No one has diagnosed the confusion here more perceptively that Daniel Callahan in his important book, The Troubled Dream of Life. According to Callahan, modern medicine has come to see death as an enemy that must be fought by any and all means. And because medicine has been so enormously successful in combating the causes of early death and thereby lengthening the average life span, we have come increasingly to act as if death is not a natural fact of life, but a failure of human will. From a traditional fatalism in the face of the biological realities of human embodiment, we have moved to a moralism that condemns every concession to human finitude as a moral failing. Indeed, says Callahan, we have lost any sense of nature as acting independently of human choice, as if no death that could have been prevented could be anything other than the result of an intentional act.
Thus, to say that removing a feeding tube from a PVS patient is necessarily to aim at death is to conflate human action and natural events. It is to fail to recognize that dying is commonly associated biologically with a natural inability to eat or drink. If we do not conflate human and natural causality, it is perfectly sensible to say that a person suffering from a severe brain injury who cannot eat or drink is in fact dying, even if we can intervene and postpone that dying for years. Not starting or stopping artificial nutrition and hydration in such a case is not necessarily to aim at death, though one could intend death in such circumstances.
To conclude otherwise, it seems to me, is to succumb to a sort of hubris that repudiates any natural limits on human action. Callahan has captured the irony of this situation perfectly. “In the name of the sanctity of life, many who would consider themselves conservative and supporters of traditional religious values are forced into a slavery to medical possibilities, held in thrall by the false gods of technology.” The irony is particularly striking in relation to the Catholic commentators (Meilaender is not Catholic) who appear to adopt the Promethean attitude toward human embodiment and finitude that the tradition has long rejected.
There was a time when it would have been possible for Catholic writers, with the full weight of magisterial teaching behind them, to say that a life lived in a state of permanent unconsciousness with no apparent hope for a spiritual or social life was a terrible prospect, one that no person was obligated to embrace. In traditional Catholic teaching about the end of life, letting nature take its course in such a case made sense, not because such a life was regarded as worthless, but because in such a circumstance we confront the limits of human powers in the face of human vulnerability.

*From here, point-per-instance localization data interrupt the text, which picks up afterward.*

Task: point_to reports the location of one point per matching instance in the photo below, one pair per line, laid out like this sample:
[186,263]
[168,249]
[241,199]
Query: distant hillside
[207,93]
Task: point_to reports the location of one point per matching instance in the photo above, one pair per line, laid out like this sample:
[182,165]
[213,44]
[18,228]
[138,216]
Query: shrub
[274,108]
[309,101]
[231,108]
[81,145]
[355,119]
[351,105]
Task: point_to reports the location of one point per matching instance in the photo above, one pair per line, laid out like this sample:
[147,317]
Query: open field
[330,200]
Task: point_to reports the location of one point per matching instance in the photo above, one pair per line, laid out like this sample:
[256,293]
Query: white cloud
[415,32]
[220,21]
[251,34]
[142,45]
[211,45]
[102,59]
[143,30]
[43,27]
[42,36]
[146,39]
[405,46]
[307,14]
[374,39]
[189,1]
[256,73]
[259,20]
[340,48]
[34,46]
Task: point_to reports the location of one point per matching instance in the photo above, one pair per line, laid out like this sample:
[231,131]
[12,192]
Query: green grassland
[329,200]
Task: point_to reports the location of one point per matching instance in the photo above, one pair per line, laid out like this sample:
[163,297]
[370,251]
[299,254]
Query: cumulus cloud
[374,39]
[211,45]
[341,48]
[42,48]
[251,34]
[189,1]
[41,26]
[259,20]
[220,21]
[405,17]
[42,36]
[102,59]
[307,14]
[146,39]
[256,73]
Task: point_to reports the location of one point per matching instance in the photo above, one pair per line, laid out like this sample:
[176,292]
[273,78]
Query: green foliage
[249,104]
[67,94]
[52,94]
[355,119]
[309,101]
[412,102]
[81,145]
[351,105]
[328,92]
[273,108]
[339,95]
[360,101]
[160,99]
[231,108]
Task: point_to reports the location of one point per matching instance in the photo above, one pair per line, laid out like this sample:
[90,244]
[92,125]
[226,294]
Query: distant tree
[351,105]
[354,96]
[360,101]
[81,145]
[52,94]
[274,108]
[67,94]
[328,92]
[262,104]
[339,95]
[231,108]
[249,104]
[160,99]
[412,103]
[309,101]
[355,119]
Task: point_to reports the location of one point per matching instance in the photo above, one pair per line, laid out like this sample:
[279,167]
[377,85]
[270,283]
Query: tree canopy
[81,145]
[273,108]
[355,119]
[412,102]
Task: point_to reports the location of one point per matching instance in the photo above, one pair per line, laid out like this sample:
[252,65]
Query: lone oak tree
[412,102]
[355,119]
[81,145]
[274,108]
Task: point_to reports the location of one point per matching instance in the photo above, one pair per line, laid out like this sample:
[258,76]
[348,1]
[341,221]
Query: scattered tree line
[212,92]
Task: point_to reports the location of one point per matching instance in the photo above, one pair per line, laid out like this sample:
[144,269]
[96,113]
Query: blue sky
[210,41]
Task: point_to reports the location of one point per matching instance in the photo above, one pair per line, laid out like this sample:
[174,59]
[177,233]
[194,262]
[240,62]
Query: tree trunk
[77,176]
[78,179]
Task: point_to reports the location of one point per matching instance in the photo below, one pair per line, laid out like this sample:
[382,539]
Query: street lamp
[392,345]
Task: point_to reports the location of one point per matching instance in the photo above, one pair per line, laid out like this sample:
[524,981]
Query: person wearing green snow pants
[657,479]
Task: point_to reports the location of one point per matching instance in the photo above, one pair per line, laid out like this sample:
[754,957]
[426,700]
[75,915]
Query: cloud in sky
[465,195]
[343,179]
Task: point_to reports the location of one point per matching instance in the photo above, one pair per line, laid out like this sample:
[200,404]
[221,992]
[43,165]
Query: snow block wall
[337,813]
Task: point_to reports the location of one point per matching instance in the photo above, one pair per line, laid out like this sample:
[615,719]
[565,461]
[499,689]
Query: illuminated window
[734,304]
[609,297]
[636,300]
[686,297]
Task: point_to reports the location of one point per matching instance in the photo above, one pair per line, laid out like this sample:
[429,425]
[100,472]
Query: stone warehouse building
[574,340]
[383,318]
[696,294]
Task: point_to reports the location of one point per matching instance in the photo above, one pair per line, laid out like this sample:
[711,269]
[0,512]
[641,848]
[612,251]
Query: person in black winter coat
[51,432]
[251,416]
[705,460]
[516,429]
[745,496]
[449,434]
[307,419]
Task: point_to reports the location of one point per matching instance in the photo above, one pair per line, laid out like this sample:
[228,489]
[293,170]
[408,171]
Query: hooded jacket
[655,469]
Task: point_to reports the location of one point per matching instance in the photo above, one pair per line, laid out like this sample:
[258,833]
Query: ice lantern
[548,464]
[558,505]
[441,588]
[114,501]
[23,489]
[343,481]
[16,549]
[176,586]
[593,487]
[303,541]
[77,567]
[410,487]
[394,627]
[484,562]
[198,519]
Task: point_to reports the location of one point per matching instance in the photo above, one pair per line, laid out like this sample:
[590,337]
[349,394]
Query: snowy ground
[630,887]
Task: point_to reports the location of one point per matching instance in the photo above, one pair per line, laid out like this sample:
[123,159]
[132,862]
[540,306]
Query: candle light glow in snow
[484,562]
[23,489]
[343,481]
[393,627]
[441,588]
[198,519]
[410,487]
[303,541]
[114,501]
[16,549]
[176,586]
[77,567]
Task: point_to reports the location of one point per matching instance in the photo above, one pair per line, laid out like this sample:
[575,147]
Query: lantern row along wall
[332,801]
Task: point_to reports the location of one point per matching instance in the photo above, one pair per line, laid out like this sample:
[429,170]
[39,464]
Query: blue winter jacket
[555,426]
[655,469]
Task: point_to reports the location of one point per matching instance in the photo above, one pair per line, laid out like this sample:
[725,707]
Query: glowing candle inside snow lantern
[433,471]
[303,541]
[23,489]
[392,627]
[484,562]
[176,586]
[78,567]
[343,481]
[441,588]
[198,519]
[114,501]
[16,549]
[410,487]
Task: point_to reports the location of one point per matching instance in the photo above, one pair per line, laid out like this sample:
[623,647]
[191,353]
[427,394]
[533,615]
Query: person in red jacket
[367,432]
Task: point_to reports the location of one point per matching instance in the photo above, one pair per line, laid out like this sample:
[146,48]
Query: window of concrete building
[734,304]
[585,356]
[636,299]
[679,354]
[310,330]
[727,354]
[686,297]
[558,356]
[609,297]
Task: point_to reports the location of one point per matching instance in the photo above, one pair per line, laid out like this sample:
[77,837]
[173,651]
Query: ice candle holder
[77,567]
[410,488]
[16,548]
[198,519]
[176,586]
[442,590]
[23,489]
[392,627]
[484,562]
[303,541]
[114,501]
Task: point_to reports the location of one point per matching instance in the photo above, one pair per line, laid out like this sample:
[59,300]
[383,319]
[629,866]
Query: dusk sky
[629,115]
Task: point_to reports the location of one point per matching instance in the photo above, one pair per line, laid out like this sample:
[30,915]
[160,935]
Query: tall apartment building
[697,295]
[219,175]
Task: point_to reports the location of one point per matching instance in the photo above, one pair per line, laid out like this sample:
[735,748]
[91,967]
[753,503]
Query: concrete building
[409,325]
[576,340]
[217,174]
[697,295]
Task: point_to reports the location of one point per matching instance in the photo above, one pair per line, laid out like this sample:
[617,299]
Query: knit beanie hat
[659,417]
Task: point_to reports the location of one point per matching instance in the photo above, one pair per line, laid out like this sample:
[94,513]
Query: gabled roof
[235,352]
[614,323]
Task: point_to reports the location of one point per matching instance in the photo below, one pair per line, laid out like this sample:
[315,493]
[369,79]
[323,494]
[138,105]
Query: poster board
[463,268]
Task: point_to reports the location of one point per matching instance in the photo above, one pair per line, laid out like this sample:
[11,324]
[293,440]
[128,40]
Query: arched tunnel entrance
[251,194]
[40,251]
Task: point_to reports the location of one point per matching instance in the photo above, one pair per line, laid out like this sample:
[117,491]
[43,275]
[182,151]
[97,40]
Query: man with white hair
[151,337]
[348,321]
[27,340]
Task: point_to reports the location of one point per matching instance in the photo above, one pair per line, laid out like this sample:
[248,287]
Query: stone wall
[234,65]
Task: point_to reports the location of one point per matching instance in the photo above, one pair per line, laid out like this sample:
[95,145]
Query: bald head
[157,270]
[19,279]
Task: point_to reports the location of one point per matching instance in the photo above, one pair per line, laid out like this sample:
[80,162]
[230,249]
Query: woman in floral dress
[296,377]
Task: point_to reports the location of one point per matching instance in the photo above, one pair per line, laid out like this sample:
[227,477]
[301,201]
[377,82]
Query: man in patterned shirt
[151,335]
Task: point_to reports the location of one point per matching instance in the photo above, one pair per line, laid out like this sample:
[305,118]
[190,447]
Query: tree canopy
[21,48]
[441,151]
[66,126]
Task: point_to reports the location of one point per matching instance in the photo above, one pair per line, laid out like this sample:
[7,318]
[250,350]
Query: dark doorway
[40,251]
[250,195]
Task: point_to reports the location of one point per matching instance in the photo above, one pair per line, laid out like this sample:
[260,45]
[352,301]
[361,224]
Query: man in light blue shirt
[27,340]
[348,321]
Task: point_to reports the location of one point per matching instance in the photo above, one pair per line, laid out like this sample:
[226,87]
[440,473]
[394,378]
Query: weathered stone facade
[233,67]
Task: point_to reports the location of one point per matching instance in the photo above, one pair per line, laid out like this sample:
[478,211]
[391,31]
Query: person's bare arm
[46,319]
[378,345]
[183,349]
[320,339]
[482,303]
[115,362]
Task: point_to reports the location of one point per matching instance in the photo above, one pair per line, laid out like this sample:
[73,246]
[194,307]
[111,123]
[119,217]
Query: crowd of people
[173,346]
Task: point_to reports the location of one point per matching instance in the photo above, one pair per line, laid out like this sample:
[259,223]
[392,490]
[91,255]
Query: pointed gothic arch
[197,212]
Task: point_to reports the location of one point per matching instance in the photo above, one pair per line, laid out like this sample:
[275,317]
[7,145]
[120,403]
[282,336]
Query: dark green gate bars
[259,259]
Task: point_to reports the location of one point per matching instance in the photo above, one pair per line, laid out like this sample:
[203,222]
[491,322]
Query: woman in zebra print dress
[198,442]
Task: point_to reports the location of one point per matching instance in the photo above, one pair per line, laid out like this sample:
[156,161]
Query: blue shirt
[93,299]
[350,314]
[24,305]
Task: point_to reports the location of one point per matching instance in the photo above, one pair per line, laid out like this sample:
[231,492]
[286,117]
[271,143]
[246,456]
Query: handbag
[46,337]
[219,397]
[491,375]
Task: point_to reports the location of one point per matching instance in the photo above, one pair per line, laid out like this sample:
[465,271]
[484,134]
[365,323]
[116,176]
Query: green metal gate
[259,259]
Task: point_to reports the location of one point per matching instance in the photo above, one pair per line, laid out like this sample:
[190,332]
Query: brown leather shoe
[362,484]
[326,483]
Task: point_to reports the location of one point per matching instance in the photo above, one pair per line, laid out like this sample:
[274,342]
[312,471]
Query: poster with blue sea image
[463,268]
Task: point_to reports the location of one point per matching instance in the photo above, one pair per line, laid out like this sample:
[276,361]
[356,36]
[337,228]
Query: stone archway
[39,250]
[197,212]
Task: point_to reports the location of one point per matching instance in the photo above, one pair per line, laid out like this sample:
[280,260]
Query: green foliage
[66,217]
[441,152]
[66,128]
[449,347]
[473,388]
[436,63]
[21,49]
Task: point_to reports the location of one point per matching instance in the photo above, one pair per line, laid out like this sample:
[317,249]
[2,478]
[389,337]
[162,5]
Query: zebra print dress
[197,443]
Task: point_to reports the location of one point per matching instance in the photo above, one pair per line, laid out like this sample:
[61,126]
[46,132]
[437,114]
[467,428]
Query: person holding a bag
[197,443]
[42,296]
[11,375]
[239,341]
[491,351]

Both the view that providing nutrition and hydration for PVS patients is morally obligatory, and the position that providing a feeding tube is a form of care and not treatment, represent a shift in Catholic teaching. Understandably, commentators who have noted this shift have sought to downplay its significance, perhaps hoping that the change will be confined to cases involving persistent vegetative states. My own view, though, is that the changes are much more profound than anyone has acknowledged. They threaten to dismantle not simply Catholic teaching on end-of-life issues but much of Catholic moral theology generally. When natural constraints on human actions are treated so cavalierly, when what we can technically do appears to determine what we ought to do, the wisdom of the tradition that recognizes the goodness of our embodied existence and the fact that mere existence is not an ultimate good, seems to have been lost. If the ordeal of the Terri Schiavo case helps us to recognize the possibility of such a loss, it will not have been in vain.